OpenAI’s web crawler is named GPTBot and it’s identifiable by the specified user agent and its associated string.

User agent token: GPTBot
Full user-agent string: Mozilla/5.0 AppleWebKit/537.36 (KHTML, like Gecko; compatible; GPTBot/1.0; +https://openai.com/gptbot)

Functionality

Web pages traversed using the GPTBot identifier may be harnessed to enhance subsequent GPT AI models. OpenAI ensures these pages do not lie behind paywalls, accumulate personal data, or contain text that contravenes our guidelines.

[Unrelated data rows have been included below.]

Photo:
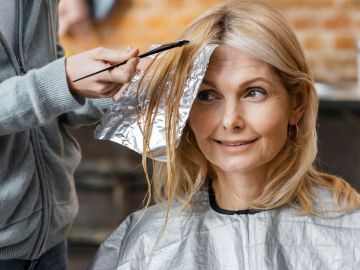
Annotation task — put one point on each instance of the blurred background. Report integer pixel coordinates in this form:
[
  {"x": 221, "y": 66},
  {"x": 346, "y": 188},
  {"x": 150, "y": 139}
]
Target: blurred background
[{"x": 110, "y": 181}]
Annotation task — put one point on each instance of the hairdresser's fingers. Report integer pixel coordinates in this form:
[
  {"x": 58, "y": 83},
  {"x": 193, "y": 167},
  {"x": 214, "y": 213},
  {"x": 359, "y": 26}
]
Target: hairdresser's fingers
[
  {"x": 144, "y": 63},
  {"x": 123, "y": 74}
]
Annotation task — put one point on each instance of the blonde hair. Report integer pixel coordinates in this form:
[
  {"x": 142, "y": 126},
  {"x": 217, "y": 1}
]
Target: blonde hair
[{"x": 260, "y": 31}]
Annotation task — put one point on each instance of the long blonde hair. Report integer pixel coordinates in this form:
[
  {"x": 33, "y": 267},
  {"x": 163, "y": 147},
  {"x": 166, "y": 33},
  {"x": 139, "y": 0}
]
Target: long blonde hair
[{"x": 260, "y": 31}]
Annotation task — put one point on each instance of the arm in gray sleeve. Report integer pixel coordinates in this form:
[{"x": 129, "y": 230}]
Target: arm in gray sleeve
[
  {"x": 36, "y": 98},
  {"x": 88, "y": 114}
]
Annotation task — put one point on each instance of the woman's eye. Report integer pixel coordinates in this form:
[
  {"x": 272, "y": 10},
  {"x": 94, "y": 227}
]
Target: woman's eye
[
  {"x": 206, "y": 95},
  {"x": 255, "y": 93}
]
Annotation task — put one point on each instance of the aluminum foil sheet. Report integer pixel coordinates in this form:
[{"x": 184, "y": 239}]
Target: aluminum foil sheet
[
  {"x": 209, "y": 240},
  {"x": 121, "y": 124}
]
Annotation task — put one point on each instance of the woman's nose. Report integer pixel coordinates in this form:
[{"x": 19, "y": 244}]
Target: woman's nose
[{"x": 232, "y": 117}]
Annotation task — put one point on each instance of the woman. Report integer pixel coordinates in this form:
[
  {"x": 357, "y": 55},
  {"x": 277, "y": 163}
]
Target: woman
[{"x": 240, "y": 191}]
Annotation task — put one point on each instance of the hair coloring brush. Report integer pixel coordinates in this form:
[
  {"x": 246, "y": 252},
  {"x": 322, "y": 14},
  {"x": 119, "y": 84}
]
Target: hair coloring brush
[{"x": 161, "y": 48}]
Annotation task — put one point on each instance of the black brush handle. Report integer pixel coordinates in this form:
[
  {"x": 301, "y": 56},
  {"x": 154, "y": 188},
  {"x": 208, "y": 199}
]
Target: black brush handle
[{"x": 161, "y": 48}]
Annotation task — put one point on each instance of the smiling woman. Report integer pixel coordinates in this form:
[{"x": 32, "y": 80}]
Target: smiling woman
[{"x": 240, "y": 191}]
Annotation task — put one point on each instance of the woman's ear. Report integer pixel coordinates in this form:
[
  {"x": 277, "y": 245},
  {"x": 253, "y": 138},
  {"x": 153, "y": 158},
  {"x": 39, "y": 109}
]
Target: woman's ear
[{"x": 299, "y": 99}]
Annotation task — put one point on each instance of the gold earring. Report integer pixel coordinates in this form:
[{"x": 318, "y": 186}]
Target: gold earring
[
  {"x": 187, "y": 137},
  {"x": 293, "y": 133}
]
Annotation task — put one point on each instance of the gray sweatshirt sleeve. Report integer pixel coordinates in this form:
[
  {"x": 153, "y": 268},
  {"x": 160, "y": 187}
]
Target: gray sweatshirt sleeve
[
  {"x": 88, "y": 114},
  {"x": 36, "y": 98}
]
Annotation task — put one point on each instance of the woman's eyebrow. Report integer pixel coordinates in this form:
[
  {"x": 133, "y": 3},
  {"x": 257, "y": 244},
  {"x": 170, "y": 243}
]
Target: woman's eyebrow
[
  {"x": 209, "y": 83},
  {"x": 243, "y": 83},
  {"x": 262, "y": 79}
]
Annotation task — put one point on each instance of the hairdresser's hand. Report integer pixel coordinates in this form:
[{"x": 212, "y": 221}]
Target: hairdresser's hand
[{"x": 104, "y": 84}]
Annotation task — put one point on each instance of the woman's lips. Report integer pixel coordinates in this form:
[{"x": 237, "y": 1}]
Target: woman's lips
[{"x": 235, "y": 145}]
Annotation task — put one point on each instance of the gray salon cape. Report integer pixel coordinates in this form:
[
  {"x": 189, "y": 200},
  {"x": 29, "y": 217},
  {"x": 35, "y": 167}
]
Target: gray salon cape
[{"x": 211, "y": 239}]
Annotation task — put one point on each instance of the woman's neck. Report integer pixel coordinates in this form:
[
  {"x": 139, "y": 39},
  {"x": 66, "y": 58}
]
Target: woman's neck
[{"x": 234, "y": 191}]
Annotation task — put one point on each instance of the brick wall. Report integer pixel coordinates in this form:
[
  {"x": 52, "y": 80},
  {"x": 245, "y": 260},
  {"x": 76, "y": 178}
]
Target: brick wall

By granting Bot access to your website, you contribute to the refinement, efficacy, and safety of AI models. Further down, guidance is provided on how to restrict GPTBot’s entry to your website.

Restricting GPTBot Access

If you wish to prevent GPT Bot from accessing your website, simply include GPTBot in your website’s robots.txt as follows:

User-agent: GPTBot Disallow: /

Modifying GPTBot’s Access

To permit GPTBot’s entry to specific sections of your website, adjust the GPTBot settings in your website’s robots.txt as illustrated:

User-agent: GPTBot
Allow: /directory-1/
Disallow: /directory-2/

IP Departure Ranges

The IP range from which OpenAI’s crawler initiates web requests is available for review on the OpenAI website.